Hal kedua yang menarik untuk dipelajari adalah bahwa dalam menulis Dinar tidak membuat draft dan mempersiapkan lebih dahulu. Menulis begitu saja. Soal karakter tokoh dan berbagai hal di dalamnya mengalir sesuai dengan apa yang dilihat, didengar, dan dibacanya. Artinya, ide dan proses penulisannya sepenuhnya –barangkali memang berada di bawah sadar--. Sebagaimana Budi Darma, Mashuri, dan beberapa penulis lain yang mengaku mereka menulis tergerakkan oleh supra kekuatan yang dalam istilah kepenulisan hal ini sering disebut mood. Kondisi terbius.

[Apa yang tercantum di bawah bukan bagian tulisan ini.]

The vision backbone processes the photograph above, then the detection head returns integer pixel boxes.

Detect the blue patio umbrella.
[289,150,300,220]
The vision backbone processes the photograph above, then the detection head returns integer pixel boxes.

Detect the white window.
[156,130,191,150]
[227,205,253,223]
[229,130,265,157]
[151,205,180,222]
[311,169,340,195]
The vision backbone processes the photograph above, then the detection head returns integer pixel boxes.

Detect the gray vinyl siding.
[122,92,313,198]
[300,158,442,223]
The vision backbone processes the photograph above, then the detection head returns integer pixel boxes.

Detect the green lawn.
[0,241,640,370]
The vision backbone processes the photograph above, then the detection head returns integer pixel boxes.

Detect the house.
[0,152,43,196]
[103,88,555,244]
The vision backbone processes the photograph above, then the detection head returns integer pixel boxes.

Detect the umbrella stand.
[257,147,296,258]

Dalam logika psikologis dan neorologis apa yang didengar, dilihat, dan dibaca; memang akan membangun imaji tertentu, dan imaji bagi seorang penulis adalah wilayah menarik –yang tentu—penting untuk difasilitasi. Sebuah dunia aneh seringkali orang bilang, tetapi sesungguhnya hal itu wajar dan biasa dalam teori psikologis. Bukankah orang hidup 88 persen digerakkan oleh bawah sadar? Kalau kemudian seorang menulis mengalir mengikuti para tokoh yang diciptakan (menciptakan sendiri) bukan direncanakan, tentunya hal itu merupakan “kekuatan” di luar jangkauan sadar seseorang. Dan ini, banyak terjadi dalam proses kepenulisan.

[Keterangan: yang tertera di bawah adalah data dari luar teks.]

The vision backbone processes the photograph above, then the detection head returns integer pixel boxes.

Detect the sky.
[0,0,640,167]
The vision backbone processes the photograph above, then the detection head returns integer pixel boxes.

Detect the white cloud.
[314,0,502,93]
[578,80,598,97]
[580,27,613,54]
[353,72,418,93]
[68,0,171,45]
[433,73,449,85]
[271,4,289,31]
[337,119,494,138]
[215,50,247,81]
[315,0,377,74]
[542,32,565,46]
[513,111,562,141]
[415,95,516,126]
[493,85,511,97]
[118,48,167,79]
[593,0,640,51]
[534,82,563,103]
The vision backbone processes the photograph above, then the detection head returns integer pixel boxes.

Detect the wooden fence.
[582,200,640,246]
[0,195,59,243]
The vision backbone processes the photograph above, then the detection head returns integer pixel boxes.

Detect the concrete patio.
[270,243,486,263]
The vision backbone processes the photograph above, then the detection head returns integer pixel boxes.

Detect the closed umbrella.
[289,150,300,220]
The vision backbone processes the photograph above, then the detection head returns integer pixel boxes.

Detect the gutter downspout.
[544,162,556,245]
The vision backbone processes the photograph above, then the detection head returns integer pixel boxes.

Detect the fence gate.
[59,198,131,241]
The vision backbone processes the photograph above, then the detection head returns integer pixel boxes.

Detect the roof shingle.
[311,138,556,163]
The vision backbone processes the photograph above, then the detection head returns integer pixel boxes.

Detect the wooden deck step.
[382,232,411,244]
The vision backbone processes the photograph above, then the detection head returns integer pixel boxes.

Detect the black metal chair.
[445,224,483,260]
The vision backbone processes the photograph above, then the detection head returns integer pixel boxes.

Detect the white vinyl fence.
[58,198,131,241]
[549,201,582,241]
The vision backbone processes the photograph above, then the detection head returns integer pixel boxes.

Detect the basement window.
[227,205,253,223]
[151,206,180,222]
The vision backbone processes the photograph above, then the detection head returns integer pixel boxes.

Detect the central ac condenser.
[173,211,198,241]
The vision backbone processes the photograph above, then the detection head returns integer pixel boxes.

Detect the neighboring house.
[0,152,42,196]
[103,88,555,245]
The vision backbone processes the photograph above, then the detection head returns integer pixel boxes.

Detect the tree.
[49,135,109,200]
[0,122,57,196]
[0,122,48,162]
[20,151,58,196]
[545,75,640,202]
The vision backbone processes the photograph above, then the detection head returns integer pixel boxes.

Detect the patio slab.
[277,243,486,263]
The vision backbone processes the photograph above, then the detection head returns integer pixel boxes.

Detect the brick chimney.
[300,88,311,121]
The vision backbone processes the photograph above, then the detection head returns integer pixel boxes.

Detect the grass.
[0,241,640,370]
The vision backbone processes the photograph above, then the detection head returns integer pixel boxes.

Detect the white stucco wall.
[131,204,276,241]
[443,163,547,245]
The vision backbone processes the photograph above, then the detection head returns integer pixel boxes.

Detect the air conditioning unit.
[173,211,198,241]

Idola Dinar adalah Budi Darma dan Danarto, yang pada mulanya Budi Darma dikenal sebagai novelis absurdis tetapi dalam perjalanan karya mutakhir lebih dekat dengan spiritualitas. Hal ini tampak minimal dalam novel Ny Talis, cerpen Derabat dan Mata yang Indah. Alir tutur ceritanya seakan tak berantah, tetapi sesungguhnya bermuara pada laut spiritualitas yang berbingkai pada eksistensialisme. Sedangkan Danarto, sejak awal di samping sebagai prosais aburdis juga dikenal sebagai penulis sufistik. Mengapa yang lahir persoalan seksualitas dari tangan Dinar?

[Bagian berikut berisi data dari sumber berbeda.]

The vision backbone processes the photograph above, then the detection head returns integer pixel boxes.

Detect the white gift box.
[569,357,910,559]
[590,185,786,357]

Idola ini melahirkan gaya dan style penceritaan, dan tentu persoalan atau tema bukanlah harus sama. Tema menjadi penggerak, sedangkan tokoh, karakter, dan bahasa pada akhirnya memang bergandeng tangan melahirkan pengucapan cerita yang mengena. Begitulah, kemudian memang menulis dalam pandangan Dinar Rahayu tidak berpretensi kepada apa dan siapa pun, tetapi sebuah alir sungai yang dipayungi oleh pendengaran, penglihatan, dan pembacaan yang “menyelinap”. Bagaimana dengan kita? Ajarilah bawah sadar kita untuk mengalir, jujur, dan menuangkan apa pun jangan ditakut-takuti dengan patut atau tidak, pantas atau tidak, dan lain sebagainya. Mengalir karena itu, adalah rumus terpenting karena menulis adalah dunia ketidaksadaran itu.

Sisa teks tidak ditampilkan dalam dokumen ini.